7. An established cell derived from choroid plexus epithelial cells, which expresses a temperature sensitive SV40 large T-antigen gene, shows localization of Na+—K+ ATPase and GLUT-1 transporter in the cell membrane, and when cultured in a monolayer, shows the localization of Na+—K+ ATPase in the apical side.

8. The established cell according to claim 7, having a deposition number of FERM BP-6508.

9. A method of establishing an immortalized cell which expresses a temperature sensitive SV40 large T-antigen gene, shows localization of Na+—K+ ATPase and GLUT-1 transporter in the cell membrane, and when cultured in a monolayer, shows the localization of Na+—K+ ATPase in the apical side, the method comprising treating choroidal epithelium tissues of a transgenic animal into which a large T-antigen gene of SV40 temperature sensitive mutant tsA58 has been introduced with protease and subculturing the resulting cells.

10. An established cell which expresses a temperature sensitive SV40 large T-antigen gene, shows localization of Na+—K+ ATPase and GLUT-1 transporter in the cell membrane, and when cultured in a monolayer, shows the localization of Na+—K+ ATPase in the apical side, which is obtained by treating choroidal epithelium tissues of a transgenic animal into which a large T-antigen gene of SV40 temperature sensitive mutant tsA58 has been introduced with protease and subculturing the resulting cells.

11. An established cell derived from brain capillary endothelial cells, which expresses a temperature sensitive SV40 large T-antigen, GLUT-1 transporter, p-glycoprotein, alkaline phosphatase, and &ggr;-glutamyltransferase.

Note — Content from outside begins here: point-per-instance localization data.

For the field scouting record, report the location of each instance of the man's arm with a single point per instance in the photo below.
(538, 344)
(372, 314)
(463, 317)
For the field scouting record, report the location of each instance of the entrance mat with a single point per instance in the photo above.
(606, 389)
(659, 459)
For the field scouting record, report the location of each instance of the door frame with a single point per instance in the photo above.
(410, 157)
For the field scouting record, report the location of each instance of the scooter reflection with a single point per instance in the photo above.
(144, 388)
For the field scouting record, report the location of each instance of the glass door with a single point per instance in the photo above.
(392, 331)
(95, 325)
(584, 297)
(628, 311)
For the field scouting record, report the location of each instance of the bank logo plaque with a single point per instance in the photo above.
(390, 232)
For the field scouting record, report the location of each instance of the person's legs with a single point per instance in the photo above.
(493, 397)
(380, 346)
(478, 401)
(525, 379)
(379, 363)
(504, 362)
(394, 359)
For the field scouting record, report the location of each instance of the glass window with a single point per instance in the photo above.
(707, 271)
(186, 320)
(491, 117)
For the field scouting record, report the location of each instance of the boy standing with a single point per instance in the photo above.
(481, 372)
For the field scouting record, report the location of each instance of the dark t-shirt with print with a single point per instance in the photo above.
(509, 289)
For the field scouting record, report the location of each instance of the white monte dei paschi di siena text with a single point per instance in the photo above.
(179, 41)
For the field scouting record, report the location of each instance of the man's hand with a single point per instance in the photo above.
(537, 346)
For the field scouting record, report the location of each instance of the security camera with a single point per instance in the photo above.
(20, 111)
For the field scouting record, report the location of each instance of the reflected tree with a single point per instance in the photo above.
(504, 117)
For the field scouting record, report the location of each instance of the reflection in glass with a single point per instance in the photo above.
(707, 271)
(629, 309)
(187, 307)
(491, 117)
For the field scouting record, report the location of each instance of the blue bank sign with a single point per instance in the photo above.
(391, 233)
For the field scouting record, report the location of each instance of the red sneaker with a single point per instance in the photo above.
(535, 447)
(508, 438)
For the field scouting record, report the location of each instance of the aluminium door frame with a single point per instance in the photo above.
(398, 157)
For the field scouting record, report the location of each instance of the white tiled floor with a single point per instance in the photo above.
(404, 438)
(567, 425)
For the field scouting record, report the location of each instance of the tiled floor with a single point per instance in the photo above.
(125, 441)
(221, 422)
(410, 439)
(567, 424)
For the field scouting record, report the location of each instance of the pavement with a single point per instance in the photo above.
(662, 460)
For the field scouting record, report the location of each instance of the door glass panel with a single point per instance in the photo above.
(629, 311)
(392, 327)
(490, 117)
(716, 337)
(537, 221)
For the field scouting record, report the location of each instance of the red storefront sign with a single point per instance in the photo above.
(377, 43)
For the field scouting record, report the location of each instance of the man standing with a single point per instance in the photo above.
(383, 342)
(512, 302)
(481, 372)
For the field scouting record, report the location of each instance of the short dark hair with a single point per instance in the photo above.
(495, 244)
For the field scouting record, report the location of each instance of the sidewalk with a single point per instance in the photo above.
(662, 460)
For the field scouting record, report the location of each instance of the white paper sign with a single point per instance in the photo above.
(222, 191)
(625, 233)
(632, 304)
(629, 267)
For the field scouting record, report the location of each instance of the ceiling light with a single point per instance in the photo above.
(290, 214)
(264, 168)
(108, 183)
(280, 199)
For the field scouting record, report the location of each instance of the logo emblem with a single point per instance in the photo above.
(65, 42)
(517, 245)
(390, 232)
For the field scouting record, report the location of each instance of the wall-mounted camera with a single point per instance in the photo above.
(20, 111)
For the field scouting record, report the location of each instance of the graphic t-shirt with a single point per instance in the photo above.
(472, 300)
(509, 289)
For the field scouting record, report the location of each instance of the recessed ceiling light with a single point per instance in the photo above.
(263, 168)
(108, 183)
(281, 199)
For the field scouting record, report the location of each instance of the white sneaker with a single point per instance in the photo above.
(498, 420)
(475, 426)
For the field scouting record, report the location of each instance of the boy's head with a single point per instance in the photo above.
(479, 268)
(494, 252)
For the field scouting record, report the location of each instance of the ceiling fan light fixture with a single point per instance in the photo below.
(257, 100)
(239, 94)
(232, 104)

12. The established cell according to claim 11, having a deposition number of FERM BP-6873.

13. A method of establishing an immortalized cell which expresses a temperature sensitive SV40 large T-antigen gene, GLUT-1 transporter, p-glycoprotein, alkaline phosphatase, and &ggr;-glutamyltransferase, the method comprising treating brain capillary vessels of a transgenic animal into which a large T-antigen gene of SV40 temperature sensitive mutant tsA58 has been introduced with protease and subculturing the resulting cells.

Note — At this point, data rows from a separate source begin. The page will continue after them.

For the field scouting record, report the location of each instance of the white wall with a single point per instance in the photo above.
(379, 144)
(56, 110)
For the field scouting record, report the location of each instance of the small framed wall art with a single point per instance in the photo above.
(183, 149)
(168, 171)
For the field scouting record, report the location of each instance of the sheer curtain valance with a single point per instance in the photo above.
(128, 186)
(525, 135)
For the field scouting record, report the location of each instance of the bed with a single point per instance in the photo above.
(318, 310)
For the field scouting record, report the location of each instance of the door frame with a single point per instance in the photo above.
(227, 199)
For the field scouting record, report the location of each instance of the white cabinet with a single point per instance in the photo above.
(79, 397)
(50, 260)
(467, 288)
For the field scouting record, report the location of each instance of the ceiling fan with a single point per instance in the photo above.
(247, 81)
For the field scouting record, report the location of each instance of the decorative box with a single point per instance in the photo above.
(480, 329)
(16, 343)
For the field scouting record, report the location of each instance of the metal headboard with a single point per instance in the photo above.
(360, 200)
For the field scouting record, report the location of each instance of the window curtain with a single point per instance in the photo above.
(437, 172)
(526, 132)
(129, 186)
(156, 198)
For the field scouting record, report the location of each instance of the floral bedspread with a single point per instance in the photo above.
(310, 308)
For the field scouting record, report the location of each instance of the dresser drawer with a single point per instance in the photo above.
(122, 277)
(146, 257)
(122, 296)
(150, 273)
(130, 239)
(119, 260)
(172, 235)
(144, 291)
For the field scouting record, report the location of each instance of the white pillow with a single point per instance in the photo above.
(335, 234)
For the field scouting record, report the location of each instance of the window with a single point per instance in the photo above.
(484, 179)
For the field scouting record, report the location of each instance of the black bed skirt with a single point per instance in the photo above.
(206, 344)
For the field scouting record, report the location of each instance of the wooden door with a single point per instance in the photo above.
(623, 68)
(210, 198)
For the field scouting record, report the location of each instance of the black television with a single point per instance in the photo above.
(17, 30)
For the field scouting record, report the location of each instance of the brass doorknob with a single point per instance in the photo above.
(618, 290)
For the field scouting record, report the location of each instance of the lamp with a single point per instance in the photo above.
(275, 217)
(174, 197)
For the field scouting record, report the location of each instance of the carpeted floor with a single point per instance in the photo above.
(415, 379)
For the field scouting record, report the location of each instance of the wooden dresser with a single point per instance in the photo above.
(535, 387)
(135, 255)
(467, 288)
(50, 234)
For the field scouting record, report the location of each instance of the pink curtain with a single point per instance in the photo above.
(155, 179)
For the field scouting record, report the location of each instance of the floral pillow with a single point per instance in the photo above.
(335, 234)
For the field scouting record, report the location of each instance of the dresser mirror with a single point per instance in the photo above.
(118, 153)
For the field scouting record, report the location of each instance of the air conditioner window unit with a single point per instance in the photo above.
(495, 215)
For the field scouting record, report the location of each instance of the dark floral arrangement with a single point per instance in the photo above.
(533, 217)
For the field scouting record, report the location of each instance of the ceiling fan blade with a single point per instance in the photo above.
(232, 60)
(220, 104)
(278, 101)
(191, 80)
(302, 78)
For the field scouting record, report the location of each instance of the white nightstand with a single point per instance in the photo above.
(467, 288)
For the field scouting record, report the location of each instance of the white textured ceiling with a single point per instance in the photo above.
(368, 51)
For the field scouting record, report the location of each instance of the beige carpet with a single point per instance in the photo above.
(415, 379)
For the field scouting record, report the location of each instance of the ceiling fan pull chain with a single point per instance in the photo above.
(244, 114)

14. An established cell which expresses a temperature sensitive SV40 large T-antigen gene, GLUT-1 transporter, p-glycoprotein, alkaline phosphatase, and &ggr;-glutamyltransferase, the cell obtained by treating brain capillary vessels of a transgenic animal into which a large T-antigen gene of SV40 temperature sensitive mutant tsA58 has been introduced with protease and subculturing the resulting cells.